Hello Irene, Cayston is currently approved for Cystic Fibrosis patients, and classified as a specialty drug. There were clinical trials using Cayston in patients with bronchiectasis, but I think they were inconclusive as to whether the results were good enough to justify the side effects. So as of now, it would probably be managed by doctors and insurance as an "off label use" for those who standard treatments did not help.
Here is a report of one trial that reports the type and frequency of side effects. A list of the abbreviations is at the end of the article so you can figure out what it all means. Sorry I couldn't find a report in layman's language that we could all understand more easily!

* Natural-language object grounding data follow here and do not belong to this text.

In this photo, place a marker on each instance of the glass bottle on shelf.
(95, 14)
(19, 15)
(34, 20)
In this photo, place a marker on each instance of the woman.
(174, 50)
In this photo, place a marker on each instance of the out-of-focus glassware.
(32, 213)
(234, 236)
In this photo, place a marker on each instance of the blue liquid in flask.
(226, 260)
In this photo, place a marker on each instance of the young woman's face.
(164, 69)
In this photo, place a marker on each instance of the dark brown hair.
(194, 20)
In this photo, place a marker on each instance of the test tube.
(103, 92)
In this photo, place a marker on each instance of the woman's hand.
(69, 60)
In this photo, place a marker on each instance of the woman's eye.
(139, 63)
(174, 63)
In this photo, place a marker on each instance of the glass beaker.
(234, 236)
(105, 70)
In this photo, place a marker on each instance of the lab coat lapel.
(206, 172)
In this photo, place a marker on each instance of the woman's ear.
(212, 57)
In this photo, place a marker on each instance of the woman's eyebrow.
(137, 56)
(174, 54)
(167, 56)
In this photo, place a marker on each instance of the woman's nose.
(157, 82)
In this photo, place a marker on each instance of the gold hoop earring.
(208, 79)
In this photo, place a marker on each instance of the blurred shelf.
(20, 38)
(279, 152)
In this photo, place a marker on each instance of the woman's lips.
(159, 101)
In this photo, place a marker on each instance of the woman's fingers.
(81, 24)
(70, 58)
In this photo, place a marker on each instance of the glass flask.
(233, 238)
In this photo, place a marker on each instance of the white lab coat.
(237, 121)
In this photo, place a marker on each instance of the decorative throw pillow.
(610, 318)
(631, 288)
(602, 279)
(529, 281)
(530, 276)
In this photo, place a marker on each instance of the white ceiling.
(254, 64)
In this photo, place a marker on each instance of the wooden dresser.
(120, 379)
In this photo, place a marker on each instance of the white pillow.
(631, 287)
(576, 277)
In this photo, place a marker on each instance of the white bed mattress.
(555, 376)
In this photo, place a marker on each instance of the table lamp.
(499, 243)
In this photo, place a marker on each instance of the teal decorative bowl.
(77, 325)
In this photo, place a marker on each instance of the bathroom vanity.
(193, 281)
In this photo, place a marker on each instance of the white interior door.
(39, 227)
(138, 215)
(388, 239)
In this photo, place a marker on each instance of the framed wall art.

cayston-use-in-bronchiectasis-not-related-to-cystic-fibrosis-ncfb-.pdf

Has a doctor suggested you try Cayston? Maybe you will be the first in this group and can share your experience with us!
Sue

@irenea8 I have bronchiectasis. I have had pseudomonas aeruginosa for several years. The PA doesn’t always show up in sputum cultures but it has enough times that most antibiotics I have taken don’t completely get rid of it. The oral antibiotics I have tried in the last four years are Cipro, Levaquin, Bactrim and Augmentin. IV antibiotics included Cefapime twice a day for 28 days (but 3 weeks in I developed a rash so had to stop) and Meropenem, 3 times a day for 28 days. I used nebulized Tobramycin for 19 months (2 weeks on, 2 weeks off). Tobi was hard to tolerate so was changed to Cayston, 2 weeks on, 2 weeks off. And yes it was very expensive. Medicare considers it a tier 5 specialty drug and has to be obtained through a specialty pharmacy. My secondary insurance approved it, but my copay was awful. I used Cayston for 9 months but it was so expensive and towards the end of the 9 months it wasn’t helping so I went back to Tobramycin for 4 months. After that and currently, I have been taking nebulized Colistin (for 11 months). It is twice daily. It has helped the most of anything recently. I am coughing a lot less, and cough up very little sputum. I would like to add that my regimen for the last four years include a compound nose spray, Advair 500, sodium chloride 7% or 3%, airway clearance vest (all of those 2 times a day). I also attend pulmonary rehab 3 times a week. I have been under the care of the same Mayo Clinic pulmonologist for 18 years. My first appointment there I was diagnosed with MAC and went through the 3 drug treatment, followed by 3 rotating antibiotics. I have had no MAC show up in sputum cultures since ending treatment. This may be more information than you were after, but felt it necessary to lead up to taking Cayston. Good luck with your treatment.